A faster train takes one hour less than a slower train for a journey of 200 km. If the speed of the slower train is 10 kmph less than that of the faster train, find the speeds of two trains.
Let the speed of faster train be x km/h.
Then, the speed of slower train is (x − 10) km/h.
Given:
A faster train takes one hour less than a slower train for a journey of 200 km.

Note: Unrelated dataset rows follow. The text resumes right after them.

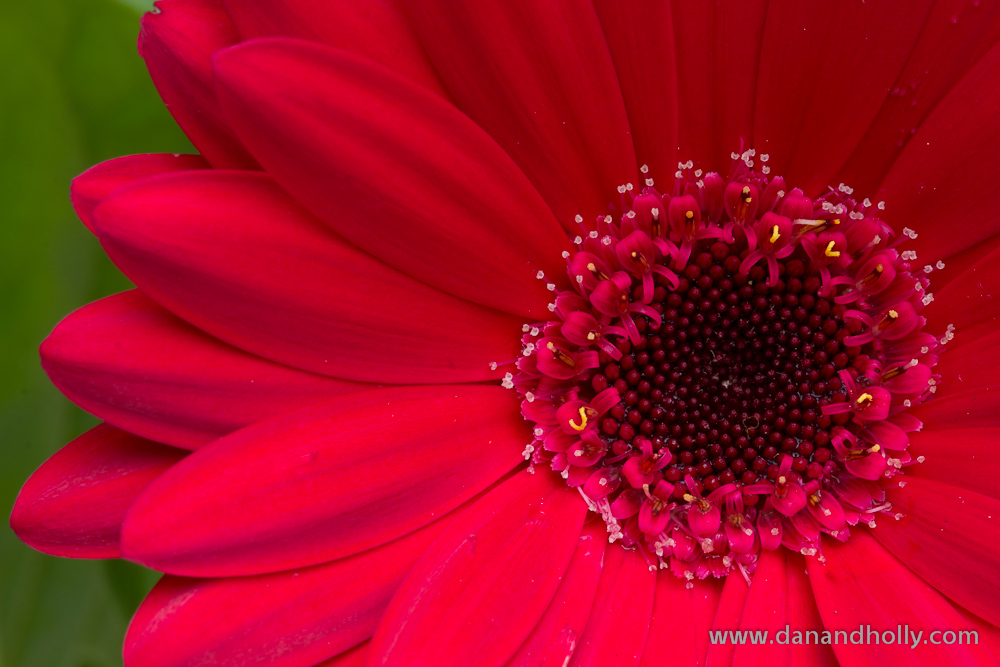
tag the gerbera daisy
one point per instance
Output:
(547, 333)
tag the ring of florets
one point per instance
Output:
(731, 368)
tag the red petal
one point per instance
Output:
(287, 619)
(356, 657)
(964, 458)
(948, 536)
(682, 617)
(74, 504)
(955, 36)
(233, 255)
(375, 29)
(138, 367)
(718, 48)
(481, 588)
(93, 185)
(641, 41)
(727, 617)
(861, 587)
(618, 626)
(177, 43)
(967, 300)
(808, 118)
(781, 601)
(394, 169)
(326, 481)
(969, 394)
(538, 77)
(948, 170)
(557, 634)
(989, 634)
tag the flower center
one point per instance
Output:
(731, 370)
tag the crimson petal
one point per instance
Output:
(618, 626)
(964, 31)
(641, 42)
(395, 170)
(718, 48)
(538, 77)
(356, 657)
(177, 42)
(138, 367)
(494, 571)
(375, 29)
(557, 634)
(731, 603)
(807, 119)
(948, 170)
(93, 185)
(962, 457)
(781, 599)
(683, 613)
(969, 396)
(235, 256)
(859, 585)
(287, 619)
(948, 536)
(74, 504)
(325, 482)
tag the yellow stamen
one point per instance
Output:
(855, 454)
(561, 356)
(583, 420)
(597, 273)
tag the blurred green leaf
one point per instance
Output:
(73, 92)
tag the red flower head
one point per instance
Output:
(408, 218)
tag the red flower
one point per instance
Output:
(726, 363)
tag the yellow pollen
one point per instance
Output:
(583, 421)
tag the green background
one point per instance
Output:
(73, 92)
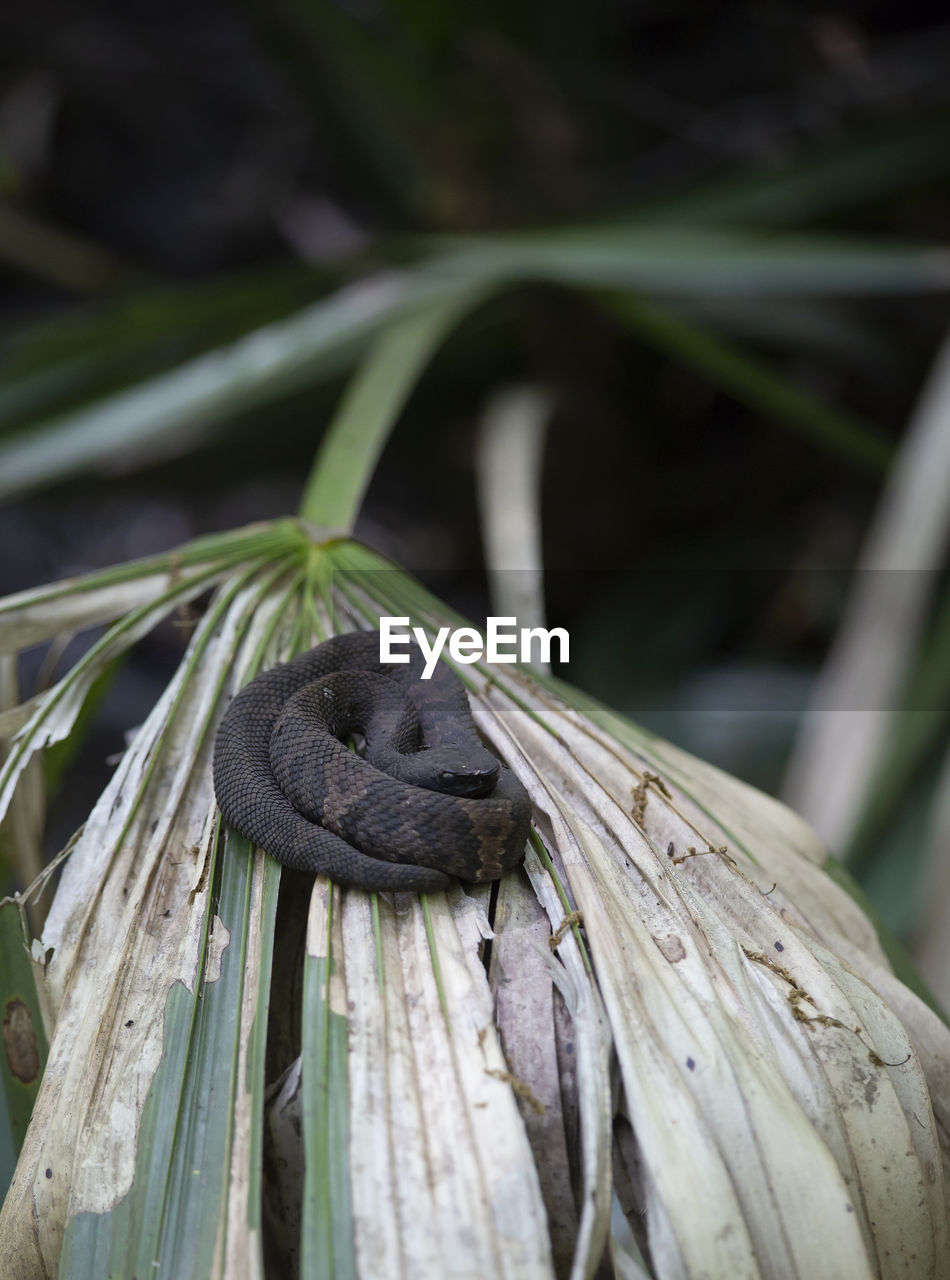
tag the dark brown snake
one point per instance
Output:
(428, 801)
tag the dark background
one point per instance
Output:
(231, 161)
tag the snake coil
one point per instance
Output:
(425, 803)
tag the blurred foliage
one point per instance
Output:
(739, 210)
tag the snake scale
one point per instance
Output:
(425, 803)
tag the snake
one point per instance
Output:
(424, 801)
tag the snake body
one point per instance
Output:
(428, 801)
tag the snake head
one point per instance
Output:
(461, 771)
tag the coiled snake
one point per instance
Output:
(428, 801)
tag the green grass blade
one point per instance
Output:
(753, 383)
(327, 1237)
(268, 362)
(369, 410)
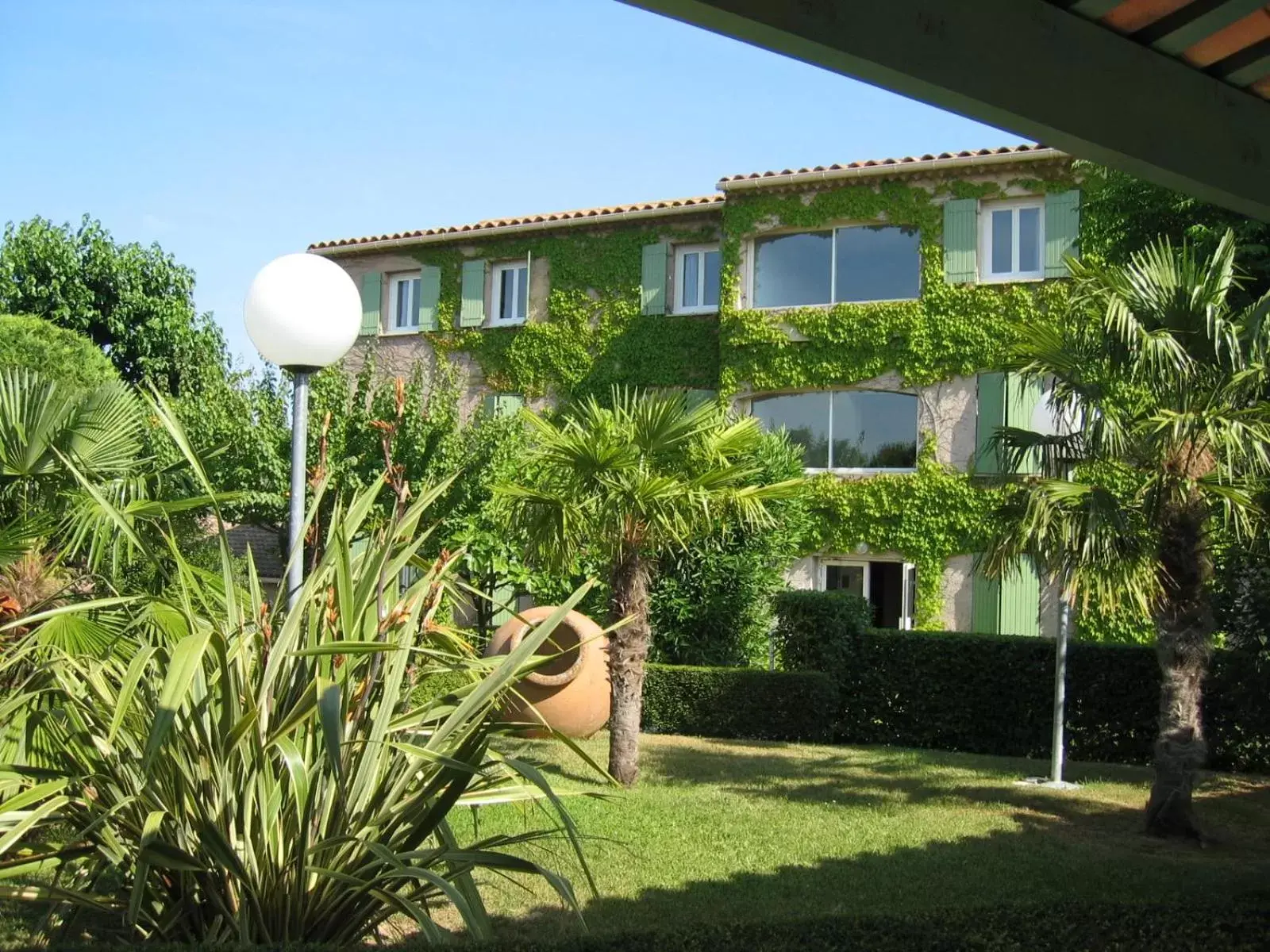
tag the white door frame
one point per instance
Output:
(906, 569)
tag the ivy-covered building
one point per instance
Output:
(864, 308)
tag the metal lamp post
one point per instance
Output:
(302, 313)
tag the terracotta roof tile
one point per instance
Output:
(668, 206)
(546, 219)
(876, 163)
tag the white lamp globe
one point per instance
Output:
(302, 311)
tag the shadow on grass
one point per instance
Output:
(1057, 847)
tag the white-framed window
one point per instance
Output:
(696, 278)
(854, 431)
(1013, 240)
(889, 585)
(510, 298)
(403, 304)
(850, 264)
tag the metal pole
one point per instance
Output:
(298, 478)
(1064, 617)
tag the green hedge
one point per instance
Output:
(992, 695)
(740, 702)
(1022, 928)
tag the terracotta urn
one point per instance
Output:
(569, 692)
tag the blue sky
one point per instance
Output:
(233, 131)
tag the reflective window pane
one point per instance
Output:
(806, 416)
(402, 317)
(689, 296)
(522, 292)
(710, 279)
(876, 264)
(1029, 239)
(1003, 241)
(874, 429)
(793, 270)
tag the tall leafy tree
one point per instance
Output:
(137, 305)
(628, 482)
(1159, 381)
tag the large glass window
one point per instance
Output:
(876, 264)
(846, 429)
(1011, 240)
(863, 263)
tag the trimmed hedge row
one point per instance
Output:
(740, 702)
(994, 695)
(1240, 926)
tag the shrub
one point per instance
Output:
(816, 630)
(994, 695)
(56, 353)
(256, 776)
(740, 702)
(1013, 928)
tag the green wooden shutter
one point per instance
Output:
(984, 603)
(1022, 400)
(471, 311)
(960, 240)
(429, 294)
(652, 286)
(503, 594)
(1020, 602)
(992, 414)
(372, 290)
(1062, 230)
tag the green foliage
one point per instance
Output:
(260, 777)
(930, 516)
(592, 336)
(950, 330)
(54, 352)
(992, 695)
(137, 304)
(740, 702)
(1166, 385)
(817, 631)
(637, 479)
(711, 601)
(1231, 926)
(1122, 215)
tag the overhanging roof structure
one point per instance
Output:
(1176, 92)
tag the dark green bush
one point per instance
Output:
(740, 702)
(804, 617)
(56, 353)
(994, 695)
(1238, 926)
(1014, 928)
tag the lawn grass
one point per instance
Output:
(723, 831)
(730, 831)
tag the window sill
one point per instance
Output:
(774, 309)
(1013, 279)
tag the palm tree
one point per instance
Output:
(1159, 384)
(628, 482)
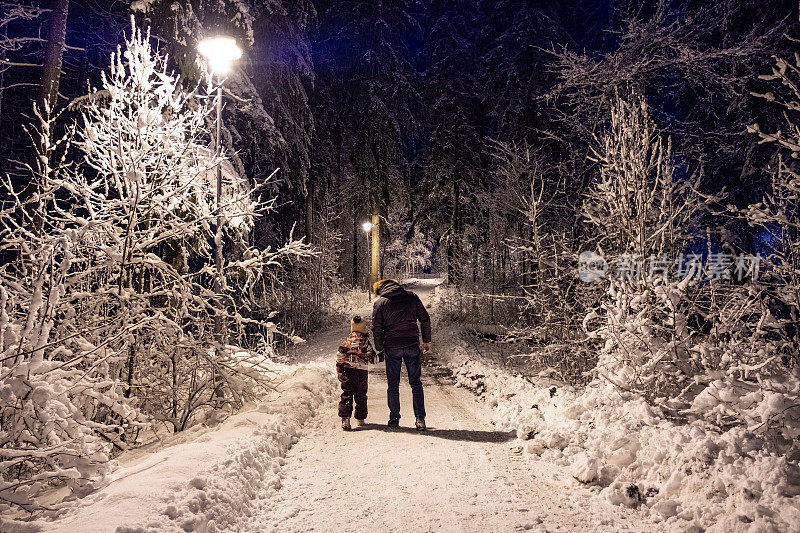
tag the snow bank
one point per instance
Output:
(691, 476)
(205, 479)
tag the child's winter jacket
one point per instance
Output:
(356, 351)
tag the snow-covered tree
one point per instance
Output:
(107, 315)
(642, 212)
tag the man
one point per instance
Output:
(395, 333)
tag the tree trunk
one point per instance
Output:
(309, 211)
(453, 268)
(53, 54)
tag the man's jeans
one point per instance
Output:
(413, 360)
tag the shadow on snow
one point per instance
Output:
(447, 434)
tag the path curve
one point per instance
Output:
(461, 475)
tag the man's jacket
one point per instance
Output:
(394, 319)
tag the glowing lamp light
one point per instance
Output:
(220, 52)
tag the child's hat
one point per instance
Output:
(358, 324)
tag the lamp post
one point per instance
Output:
(220, 52)
(367, 227)
(373, 229)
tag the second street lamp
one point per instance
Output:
(220, 52)
(372, 228)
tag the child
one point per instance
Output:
(355, 356)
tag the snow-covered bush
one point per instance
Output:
(107, 313)
(410, 251)
(699, 346)
(641, 210)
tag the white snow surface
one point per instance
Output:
(523, 454)
(207, 478)
(690, 477)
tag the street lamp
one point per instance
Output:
(372, 228)
(220, 52)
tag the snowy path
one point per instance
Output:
(460, 475)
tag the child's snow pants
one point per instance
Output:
(354, 385)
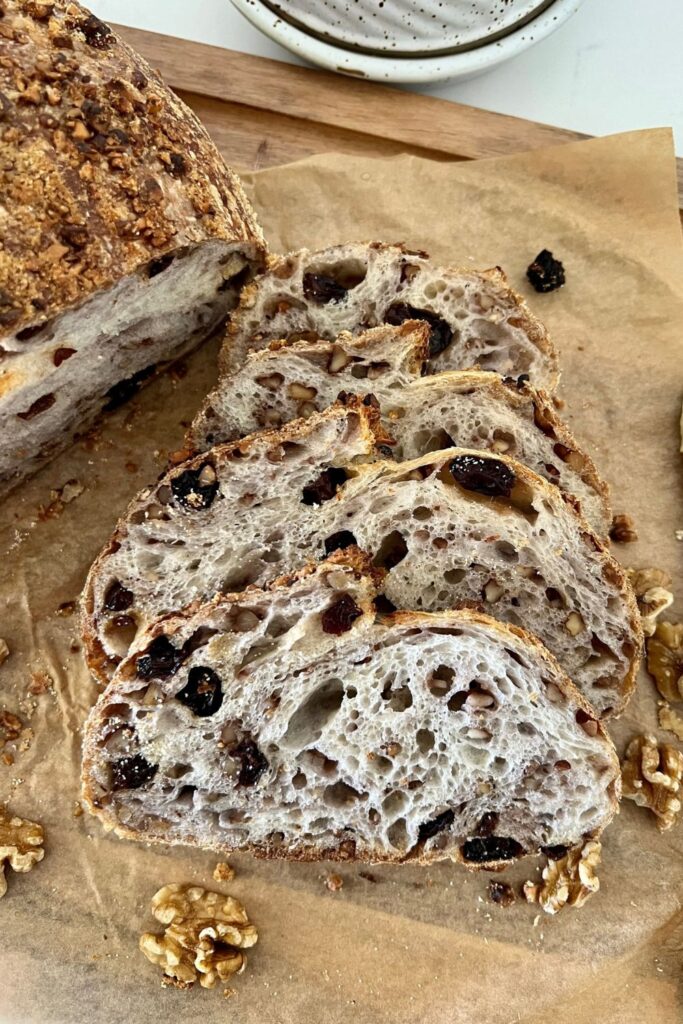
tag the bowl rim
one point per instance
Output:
(422, 69)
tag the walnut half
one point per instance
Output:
(652, 594)
(20, 845)
(665, 659)
(651, 776)
(569, 881)
(204, 938)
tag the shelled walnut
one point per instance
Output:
(665, 659)
(651, 776)
(568, 881)
(204, 937)
(20, 845)
(652, 594)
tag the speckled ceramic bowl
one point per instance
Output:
(408, 40)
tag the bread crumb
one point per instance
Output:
(223, 872)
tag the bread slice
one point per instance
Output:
(294, 722)
(475, 317)
(455, 526)
(124, 238)
(472, 409)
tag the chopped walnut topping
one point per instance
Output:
(623, 529)
(671, 720)
(204, 937)
(650, 588)
(569, 881)
(20, 845)
(223, 872)
(665, 659)
(651, 776)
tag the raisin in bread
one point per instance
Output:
(474, 318)
(453, 527)
(294, 722)
(472, 409)
(124, 238)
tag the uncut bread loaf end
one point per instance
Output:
(124, 242)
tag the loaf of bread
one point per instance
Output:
(475, 318)
(124, 238)
(295, 722)
(453, 527)
(472, 409)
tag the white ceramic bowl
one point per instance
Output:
(408, 40)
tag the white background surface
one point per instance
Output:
(615, 66)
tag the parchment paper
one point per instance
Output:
(413, 945)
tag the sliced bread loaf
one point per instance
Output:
(124, 238)
(294, 723)
(475, 318)
(453, 527)
(471, 409)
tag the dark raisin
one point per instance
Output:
(555, 852)
(340, 616)
(159, 265)
(440, 334)
(517, 382)
(40, 406)
(501, 893)
(31, 332)
(337, 542)
(178, 165)
(325, 487)
(253, 762)
(486, 824)
(121, 392)
(546, 273)
(317, 288)
(486, 476)
(480, 851)
(132, 772)
(61, 354)
(196, 488)
(96, 33)
(203, 692)
(160, 660)
(437, 824)
(117, 597)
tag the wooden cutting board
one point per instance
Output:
(262, 112)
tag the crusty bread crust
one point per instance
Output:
(103, 168)
(357, 562)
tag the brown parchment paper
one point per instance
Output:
(411, 944)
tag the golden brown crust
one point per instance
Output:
(357, 561)
(103, 168)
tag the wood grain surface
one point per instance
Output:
(263, 112)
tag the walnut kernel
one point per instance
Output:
(204, 937)
(20, 845)
(651, 776)
(665, 659)
(569, 881)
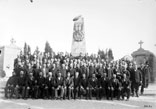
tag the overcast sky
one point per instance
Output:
(115, 24)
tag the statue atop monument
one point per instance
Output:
(78, 33)
(78, 44)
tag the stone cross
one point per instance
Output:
(12, 41)
(141, 42)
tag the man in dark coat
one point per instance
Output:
(145, 70)
(30, 83)
(76, 85)
(49, 86)
(84, 86)
(59, 90)
(20, 87)
(10, 85)
(125, 87)
(104, 86)
(116, 86)
(92, 84)
(40, 86)
(68, 86)
(136, 80)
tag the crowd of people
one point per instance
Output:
(61, 76)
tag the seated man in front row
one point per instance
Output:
(10, 85)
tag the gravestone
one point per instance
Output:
(78, 43)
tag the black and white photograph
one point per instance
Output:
(77, 54)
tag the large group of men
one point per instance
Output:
(61, 76)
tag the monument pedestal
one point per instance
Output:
(78, 48)
(78, 43)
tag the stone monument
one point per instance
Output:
(7, 55)
(78, 43)
(142, 56)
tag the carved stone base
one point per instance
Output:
(78, 48)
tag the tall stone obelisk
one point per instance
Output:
(78, 43)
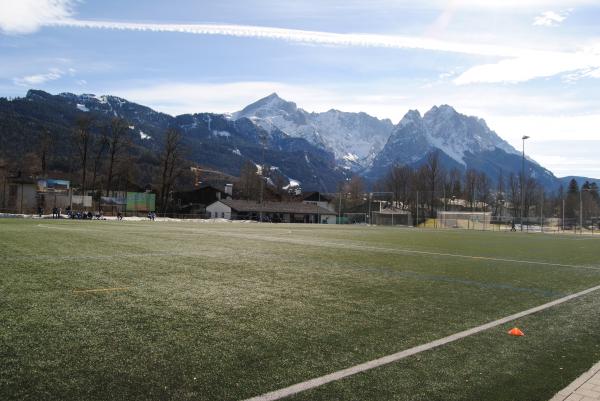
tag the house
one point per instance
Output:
(319, 199)
(195, 201)
(277, 212)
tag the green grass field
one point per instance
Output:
(198, 311)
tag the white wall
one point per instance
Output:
(328, 219)
(218, 210)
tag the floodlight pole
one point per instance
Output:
(581, 209)
(563, 213)
(369, 199)
(580, 212)
(523, 181)
(417, 208)
(340, 210)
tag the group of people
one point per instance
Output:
(56, 212)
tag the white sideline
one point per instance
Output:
(340, 374)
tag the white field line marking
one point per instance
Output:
(340, 374)
(299, 241)
(101, 290)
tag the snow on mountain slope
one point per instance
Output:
(354, 138)
(456, 134)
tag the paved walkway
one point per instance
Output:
(585, 388)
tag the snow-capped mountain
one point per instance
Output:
(317, 149)
(354, 138)
(462, 141)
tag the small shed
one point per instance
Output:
(276, 212)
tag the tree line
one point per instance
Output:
(102, 158)
(430, 188)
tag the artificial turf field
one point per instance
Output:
(193, 311)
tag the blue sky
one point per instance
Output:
(527, 67)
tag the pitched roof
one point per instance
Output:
(274, 207)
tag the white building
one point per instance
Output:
(277, 212)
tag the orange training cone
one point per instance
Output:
(516, 332)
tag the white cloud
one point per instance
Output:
(39, 79)
(537, 64)
(27, 16)
(516, 64)
(551, 18)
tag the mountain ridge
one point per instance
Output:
(317, 149)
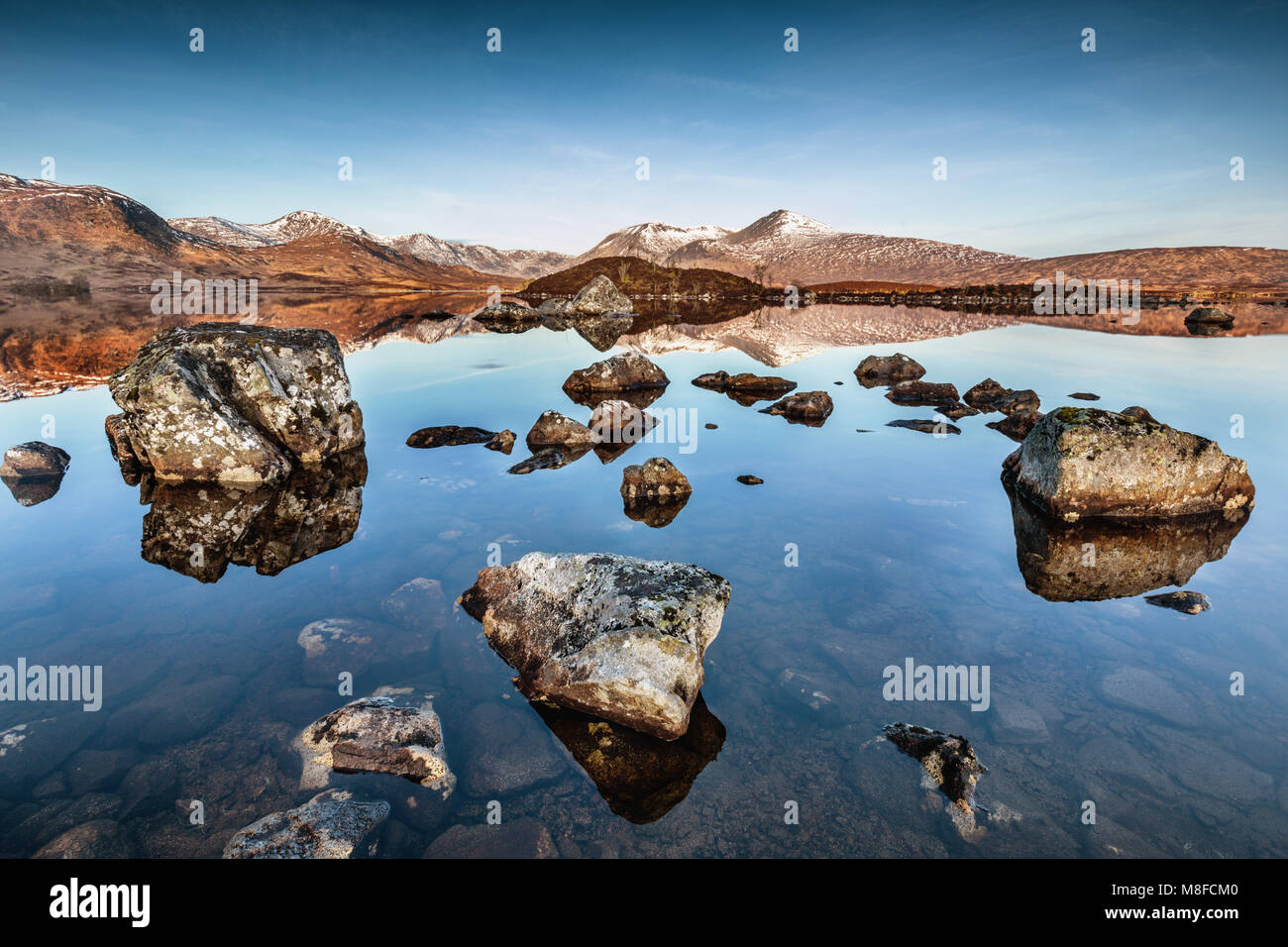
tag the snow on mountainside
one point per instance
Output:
(799, 250)
(652, 241)
(300, 224)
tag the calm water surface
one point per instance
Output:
(906, 548)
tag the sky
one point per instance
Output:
(1050, 150)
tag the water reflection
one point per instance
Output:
(1093, 560)
(640, 777)
(198, 530)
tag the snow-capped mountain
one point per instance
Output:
(797, 249)
(652, 241)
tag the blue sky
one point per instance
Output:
(1050, 150)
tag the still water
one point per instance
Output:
(861, 551)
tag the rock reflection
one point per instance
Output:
(1094, 560)
(640, 777)
(198, 530)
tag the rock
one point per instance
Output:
(35, 459)
(554, 429)
(233, 403)
(510, 751)
(1207, 316)
(599, 295)
(640, 777)
(1016, 402)
(922, 393)
(523, 838)
(384, 733)
(925, 427)
(333, 646)
(198, 530)
(1091, 463)
(987, 392)
(653, 492)
(745, 388)
(1096, 558)
(1186, 602)
(609, 635)
(948, 759)
(417, 605)
(617, 373)
(619, 423)
(803, 407)
(1017, 425)
(877, 369)
(546, 459)
(450, 436)
(1142, 690)
(1140, 414)
(97, 839)
(331, 825)
(501, 441)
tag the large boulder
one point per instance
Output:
(331, 825)
(599, 295)
(610, 635)
(1083, 462)
(617, 373)
(233, 403)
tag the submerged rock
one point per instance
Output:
(501, 441)
(922, 393)
(1186, 602)
(450, 436)
(553, 429)
(883, 369)
(331, 825)
(382, 733)
(609, 635)
(597, 296)
(948, 759)
(655, 492)
(233, 405)
(1091, 463)
(925, 425)
(1098, 558)
(35, 459)
(617, 373)
(640, 777)
(1017, 425)
(803, 407)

$\frac{\text { Distance }}{\text { Speed }}=$ Time
Time taken by faster train to cover $200 \mathrm{~km}=\frac{200}{x} \mathrm{~h}$
Time taken by slower train to cover $200 \mathrm{~km}=\frac{200}{x-10} \mathrm{~h}$
According to the question,
$\frac{200}{x-10}-\frac{200}{x}=1$
$\Rightarrow \frac{200(x)-200(x-10)}{(x)(x-10)}=1$
$\Rightarrow \frac{200 x-200 x+2000}{x^{2}-10 x}=1$
$\Rightarrow 2000=x^{2}-10 x$
$\Rightarrow x^{2}-10 x-2000=0$
$\Rightarrow x^{2}-50 x+40 x-2000=0$
$\Rightarrow x(x-50)+40(x-50)=0$
$\Rightarrow(x-50)(x+40)=0$
$\Rightarrow x=50,-40$
But $(x)$ is the speed of the train, which is always positive.
Thus, $x=50$
and $x-10=40$
Hence, the speed of fast train is 50 km/h and the speed of slow train is 40 km/h.